Schauen Sie sich einfach die Straßen an. Im Jahr 2012 konnte man um 17 Uhr keine Seele mehr drehen sehen. Heute gibt es gleichzeitig Leben.

S. zündet sich eine Zigarette an. Die langsamen Bewegungen und Pausen in der Rauchwolke machen es noch arabischer.

Vor dem Krieg war der Lebensstandard in Syrien hoch und viele Auswanderer kehrten gerne in ihre Heimat zurück. Syrien lebte unter vollständiger Besatzung.

Nach ein paar Augenblicken sieht er mir in die Augen und sagt...

Ich will dich eine Frage fragen! Was hat Ihrer Meinung nach Millionen Syrer zur Flucht getrieben?

Krieg?!

Es gibt Millionen Menschen, die eine Familie ernähren müssen und ihren Job verloren haben! Syrien war ein wohlhabendes Land. Die Wirtschaft wurde geschlachtet. Die „Flüchtlinge“ suchen lediglich eine Beschäftigung.

Sie haben Mitleid mit ihrem Anblick und lassen sie in Massen herein.

Aufgrund der hier erlebten Erfahrungen möchte ich Sie jedoch warnen... Seien Sie sehr vorsichtig!

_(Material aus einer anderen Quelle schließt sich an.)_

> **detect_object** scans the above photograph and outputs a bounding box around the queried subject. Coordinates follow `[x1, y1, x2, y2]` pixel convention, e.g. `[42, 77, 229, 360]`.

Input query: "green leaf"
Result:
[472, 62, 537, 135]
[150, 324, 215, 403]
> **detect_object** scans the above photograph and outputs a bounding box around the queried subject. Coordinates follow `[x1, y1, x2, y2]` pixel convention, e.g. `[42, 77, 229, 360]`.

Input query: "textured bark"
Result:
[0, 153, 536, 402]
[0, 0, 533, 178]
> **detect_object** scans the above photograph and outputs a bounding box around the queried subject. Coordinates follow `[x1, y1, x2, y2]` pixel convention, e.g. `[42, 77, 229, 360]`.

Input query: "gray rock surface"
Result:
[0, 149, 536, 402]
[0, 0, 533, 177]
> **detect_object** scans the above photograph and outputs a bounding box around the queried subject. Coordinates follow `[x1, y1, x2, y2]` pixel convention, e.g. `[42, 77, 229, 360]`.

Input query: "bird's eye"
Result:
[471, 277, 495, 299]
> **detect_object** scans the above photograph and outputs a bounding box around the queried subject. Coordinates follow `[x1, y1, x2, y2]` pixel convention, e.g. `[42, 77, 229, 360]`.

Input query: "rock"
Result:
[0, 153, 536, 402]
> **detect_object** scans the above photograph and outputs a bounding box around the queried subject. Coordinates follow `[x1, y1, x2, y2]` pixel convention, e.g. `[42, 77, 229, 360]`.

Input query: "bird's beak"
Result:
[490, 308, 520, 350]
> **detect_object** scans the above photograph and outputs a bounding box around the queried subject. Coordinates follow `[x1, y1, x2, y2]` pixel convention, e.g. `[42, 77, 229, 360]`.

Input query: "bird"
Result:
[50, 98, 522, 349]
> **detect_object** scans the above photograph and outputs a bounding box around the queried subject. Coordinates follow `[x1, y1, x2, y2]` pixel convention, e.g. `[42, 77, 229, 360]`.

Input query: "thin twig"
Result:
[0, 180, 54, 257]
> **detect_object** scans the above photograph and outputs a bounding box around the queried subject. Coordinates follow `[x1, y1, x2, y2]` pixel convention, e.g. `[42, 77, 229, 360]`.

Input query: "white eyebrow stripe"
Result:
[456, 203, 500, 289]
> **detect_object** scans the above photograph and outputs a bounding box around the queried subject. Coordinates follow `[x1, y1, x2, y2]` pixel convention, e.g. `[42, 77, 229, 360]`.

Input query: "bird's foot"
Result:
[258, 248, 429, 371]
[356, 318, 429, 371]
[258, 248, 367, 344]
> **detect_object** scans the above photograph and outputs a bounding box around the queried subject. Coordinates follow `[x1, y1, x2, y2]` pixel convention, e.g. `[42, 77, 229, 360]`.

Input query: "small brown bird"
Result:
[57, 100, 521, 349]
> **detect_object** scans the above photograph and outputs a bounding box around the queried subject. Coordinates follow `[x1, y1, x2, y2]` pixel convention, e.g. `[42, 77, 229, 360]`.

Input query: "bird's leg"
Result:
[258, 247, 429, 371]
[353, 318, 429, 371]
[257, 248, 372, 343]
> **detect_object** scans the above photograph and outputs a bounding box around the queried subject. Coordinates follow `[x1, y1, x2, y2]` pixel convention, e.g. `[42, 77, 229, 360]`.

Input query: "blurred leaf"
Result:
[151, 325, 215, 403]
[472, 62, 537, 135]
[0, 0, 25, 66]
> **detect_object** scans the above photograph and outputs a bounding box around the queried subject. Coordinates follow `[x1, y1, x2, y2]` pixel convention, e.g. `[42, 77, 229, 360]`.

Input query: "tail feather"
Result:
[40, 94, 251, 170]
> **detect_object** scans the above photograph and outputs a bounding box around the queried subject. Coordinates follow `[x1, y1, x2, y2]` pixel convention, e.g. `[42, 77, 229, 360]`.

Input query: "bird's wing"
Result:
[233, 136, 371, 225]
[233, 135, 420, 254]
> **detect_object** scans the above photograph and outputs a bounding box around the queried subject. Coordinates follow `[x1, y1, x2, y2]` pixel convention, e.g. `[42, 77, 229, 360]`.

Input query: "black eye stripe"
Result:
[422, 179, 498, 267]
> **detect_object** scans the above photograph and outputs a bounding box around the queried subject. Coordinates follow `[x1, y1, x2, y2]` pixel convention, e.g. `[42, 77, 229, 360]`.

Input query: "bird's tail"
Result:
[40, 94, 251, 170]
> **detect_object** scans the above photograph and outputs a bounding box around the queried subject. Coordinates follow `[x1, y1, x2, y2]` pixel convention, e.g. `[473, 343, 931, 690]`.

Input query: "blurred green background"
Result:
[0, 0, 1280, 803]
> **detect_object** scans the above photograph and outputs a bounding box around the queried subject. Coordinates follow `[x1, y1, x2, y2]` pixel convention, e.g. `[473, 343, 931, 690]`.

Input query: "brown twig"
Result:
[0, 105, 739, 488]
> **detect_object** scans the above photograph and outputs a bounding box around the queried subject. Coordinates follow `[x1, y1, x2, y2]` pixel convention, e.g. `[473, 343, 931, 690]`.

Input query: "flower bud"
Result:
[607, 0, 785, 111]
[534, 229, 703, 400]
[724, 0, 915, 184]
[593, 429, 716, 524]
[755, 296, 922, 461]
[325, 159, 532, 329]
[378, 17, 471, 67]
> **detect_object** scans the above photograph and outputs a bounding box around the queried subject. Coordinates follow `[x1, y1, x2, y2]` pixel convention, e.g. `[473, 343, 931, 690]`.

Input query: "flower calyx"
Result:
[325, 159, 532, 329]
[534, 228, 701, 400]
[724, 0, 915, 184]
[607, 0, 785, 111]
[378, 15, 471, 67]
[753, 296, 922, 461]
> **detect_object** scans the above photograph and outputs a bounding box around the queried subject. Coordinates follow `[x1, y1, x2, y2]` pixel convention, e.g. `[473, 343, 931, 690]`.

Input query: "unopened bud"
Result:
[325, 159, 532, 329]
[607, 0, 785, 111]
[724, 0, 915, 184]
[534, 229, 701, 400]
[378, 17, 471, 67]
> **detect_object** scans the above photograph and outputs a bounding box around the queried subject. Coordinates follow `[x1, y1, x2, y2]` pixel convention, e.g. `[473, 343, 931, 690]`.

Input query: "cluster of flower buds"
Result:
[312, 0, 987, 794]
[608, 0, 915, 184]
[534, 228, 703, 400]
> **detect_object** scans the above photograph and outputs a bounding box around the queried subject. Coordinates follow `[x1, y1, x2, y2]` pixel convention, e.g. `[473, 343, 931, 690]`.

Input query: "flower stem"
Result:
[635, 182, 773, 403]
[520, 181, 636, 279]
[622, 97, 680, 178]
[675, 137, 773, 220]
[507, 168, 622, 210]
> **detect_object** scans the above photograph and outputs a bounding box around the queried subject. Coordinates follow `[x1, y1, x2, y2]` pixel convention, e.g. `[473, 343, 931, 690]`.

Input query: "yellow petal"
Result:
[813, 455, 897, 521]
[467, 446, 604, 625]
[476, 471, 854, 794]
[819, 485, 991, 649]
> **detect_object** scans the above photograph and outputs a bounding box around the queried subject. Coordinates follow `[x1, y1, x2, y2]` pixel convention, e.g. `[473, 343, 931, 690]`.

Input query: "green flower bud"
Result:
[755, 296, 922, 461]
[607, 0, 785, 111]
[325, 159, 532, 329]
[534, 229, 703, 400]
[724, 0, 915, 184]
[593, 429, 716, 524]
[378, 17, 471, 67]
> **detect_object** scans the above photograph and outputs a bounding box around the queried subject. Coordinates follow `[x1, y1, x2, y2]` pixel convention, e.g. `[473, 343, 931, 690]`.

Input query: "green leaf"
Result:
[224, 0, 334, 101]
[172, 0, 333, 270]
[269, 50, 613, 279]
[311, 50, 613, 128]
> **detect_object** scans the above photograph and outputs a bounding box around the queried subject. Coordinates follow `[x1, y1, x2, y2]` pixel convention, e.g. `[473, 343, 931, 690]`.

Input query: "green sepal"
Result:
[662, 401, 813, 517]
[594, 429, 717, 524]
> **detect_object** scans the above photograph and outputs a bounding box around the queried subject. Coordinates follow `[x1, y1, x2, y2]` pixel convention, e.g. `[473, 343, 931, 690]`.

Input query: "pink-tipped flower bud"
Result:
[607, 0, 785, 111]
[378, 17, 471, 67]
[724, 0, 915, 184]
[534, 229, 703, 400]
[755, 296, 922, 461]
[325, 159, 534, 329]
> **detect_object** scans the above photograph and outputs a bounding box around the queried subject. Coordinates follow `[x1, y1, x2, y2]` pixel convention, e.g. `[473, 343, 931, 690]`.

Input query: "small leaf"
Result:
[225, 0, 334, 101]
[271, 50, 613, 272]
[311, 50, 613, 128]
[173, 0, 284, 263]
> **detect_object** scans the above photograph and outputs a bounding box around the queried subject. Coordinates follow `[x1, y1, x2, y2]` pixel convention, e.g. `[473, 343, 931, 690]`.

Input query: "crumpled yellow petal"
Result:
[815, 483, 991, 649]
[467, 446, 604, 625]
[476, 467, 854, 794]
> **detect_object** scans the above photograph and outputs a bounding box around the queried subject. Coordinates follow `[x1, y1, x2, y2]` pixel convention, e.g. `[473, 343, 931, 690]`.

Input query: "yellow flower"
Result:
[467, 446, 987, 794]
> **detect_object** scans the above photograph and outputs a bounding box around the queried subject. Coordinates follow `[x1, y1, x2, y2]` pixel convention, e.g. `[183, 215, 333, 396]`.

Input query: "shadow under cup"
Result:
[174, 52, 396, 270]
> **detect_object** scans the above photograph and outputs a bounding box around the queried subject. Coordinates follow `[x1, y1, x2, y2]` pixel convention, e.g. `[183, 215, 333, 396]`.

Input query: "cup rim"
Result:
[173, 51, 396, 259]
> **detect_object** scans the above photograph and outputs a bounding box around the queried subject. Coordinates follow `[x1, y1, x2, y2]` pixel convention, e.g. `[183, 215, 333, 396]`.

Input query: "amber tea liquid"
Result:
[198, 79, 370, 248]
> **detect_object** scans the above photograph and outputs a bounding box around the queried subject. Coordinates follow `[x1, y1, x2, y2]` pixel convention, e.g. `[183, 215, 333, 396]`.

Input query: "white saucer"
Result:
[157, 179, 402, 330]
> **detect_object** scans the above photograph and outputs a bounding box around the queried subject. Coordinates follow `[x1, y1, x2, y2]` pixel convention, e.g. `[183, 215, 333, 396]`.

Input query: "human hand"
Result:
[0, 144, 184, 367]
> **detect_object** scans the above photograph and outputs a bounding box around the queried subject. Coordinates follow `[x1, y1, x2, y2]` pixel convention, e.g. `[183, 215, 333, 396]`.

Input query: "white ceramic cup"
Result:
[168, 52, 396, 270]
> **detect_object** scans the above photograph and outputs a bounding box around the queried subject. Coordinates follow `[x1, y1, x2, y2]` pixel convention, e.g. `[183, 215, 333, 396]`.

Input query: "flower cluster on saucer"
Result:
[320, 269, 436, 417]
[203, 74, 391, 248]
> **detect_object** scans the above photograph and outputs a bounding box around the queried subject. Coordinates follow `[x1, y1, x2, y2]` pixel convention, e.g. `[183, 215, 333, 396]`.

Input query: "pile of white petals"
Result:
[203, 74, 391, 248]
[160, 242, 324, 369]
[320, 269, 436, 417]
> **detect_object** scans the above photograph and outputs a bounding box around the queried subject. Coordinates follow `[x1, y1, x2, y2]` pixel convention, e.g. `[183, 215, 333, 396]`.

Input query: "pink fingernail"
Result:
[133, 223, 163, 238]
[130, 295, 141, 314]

Syrien wird als „alawitisches Regime“ definiert, allerdings sind die Alawiten eine soziale Klasse, die die Macht nicht ausgenutzt hat und weiterhin äußerst arm ist. 2/3 der Syrer sind Sunniten. Eine Mehrheit, die tatsächlich der wohlhabende Teil des Landes war. Wenn ein Imam – oder der Papst – uns Schiiten oder euch Christen sagen würde: „Geht und sprengt euch in die Luft und macht ein Massaker!“, ausgestattet mit einem freien Willen, würden wir nicht im Geringsten auf ihn hören. Wenn ein sunnitischer Imam es einem seiner Gläubigen befiehlt, wird er in 80 % der Fälle gehorchen!

80 %... Ist das nicht übertrieben?

Nein, in den allermeisten Fällen wird es so sein. Sie sind nicht in der Lage, frei zu diskriminieren.

Sie füllen sich mit potenziellen Massenmördern und werden es auf der Welle des Mitgefühls erst verstehen, wenn es zu spät ist.

Draußen hört es auf zu regnen. Ein Auto fährt vorbei, dann ein Lieferwagen. Dann wieder mehr Autos. Ja, trotz des schlechten Wetters gibt es in Damaskus noch Leben.